The RuleLink was sort-of imagined to describe inputs and outputs, but has been co-opted by the FilterLink. The use of variables in the RuleLink means that it is explicitly a re-write rule, in that it tracks variables in both the input and the output. By contrast, a kernel operation is not a rewrite: the outputs depend on the inputs, but they are not monotonic functions of the input variables.

That leaves Section as the only viable candidate for describing inputs and outputs. Excellent: we finally arrive at an actual need for chaining and checking the chains! OK, so what should the connectors look like? Link Grammar style connectors would look like this:

    (Connector
        (Type 'FloatValue)
        (Sex "input"))

This is a paring of a traditional type declaration, together with a direction (sex). The type declaration can be complicated, in principle:

    (Connector
        (SignatureLink ...)
        (Sex "input"))

with the usual richness of Signatures allowed.

The current vec_add kernel in the demos then has the following form:

    (Section
        (OpenclKernelNode "vec_add")
        (ConnectorSeq
            (Connector (Type 'FloatValue) (Sex "output"))
            (Connector (Type 'FloatValue) (Sex "input"))
            (Connector (Type 'FloatValue) (Sex "input"))
            (Connector (Type 'FloatValue) (Sex "size"))))

Note that the order of the connectors in the ConnectorSeq must match the c/c++ code in the program.

The size connector is interesting. In principle, it could be implicit, guessed from the sizes of the vectors. In practice, it seems to be a required part of the kernel API: the kernel needs to be told what the length of the vectors are, explicitly so.

Where is this API description kept?
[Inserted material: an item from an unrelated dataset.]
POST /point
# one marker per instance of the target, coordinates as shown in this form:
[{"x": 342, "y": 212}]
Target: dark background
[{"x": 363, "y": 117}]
Well, the *-description-* message sent to the (OpenclKernelNode "vec_add") node should return this. I guess this is hand-coded, for now.

TODO: ?? Should this be published as ??

   (Section (OpenclNode "...") (ChoiceLink (Section ...)))

The rational is that the ChoiceLink gives a choice of kernels available for this particular OpenclNode and although they're available as *-description-*, it might be nice to make them available "directly"? Or maybe not ... the (Section (OpenclNode "...") ...) could be ambiguous in general, as other Section might pop up. By contrast, *-description-* is unambiguous and is a reserved keyword. So OK, leave as-is.

Update 11 Sept 2025: The OpenCL program code is now parsed to extract function signatures, and these signatures are converted to Atomese. See genIDL.cc for that code. The Atomese signatures are now published in *-description-*. When user code attempts to invoke a kernel, the arguments created by the user are checked against the kernel interface. An error is thrown, if they don't match up.

The current implementation is rudimentary; only the simplest kernels are handled. But its a proof of concept. Seems to work, and seems not to be horrible.

At any rate, this is a win: having the *-description-* available should allow the introspection that we've long been dreaming of and blabbering about. We'll see how that works out.

Open Discussion

Some philosophical questions remain as to "object permanence". Vectors and the cl::Buffer that wrap them disappear when the last reference to the enclosing OpenclFloatValue disappears. Thus, such storage locations were impermanent: at play for the duration of the duration of the calculation, and then gone. This is analogous to both the CPU hardware and compiler ideas of "register retirement": they're gone, once the computations needing those values are done.

By contrast, the OpenclKernelNode is an Atom, not a Value, and thus persists indefinitely, until removed from the AtomSpace. This seems reasonable for now, but raises the question of what sorts of objects deserve long lifetimes, and which ones don't.

The last question can be partly answered: the vectors are "out there", outside of the local agent, in the GPU. The kernel is a part of the "world model", knowledge of how the world works, and thus is "in here", part of the agent. The kernel is a tool that the agent can deploy to control the external world (the GPU being the "external world" in this case.)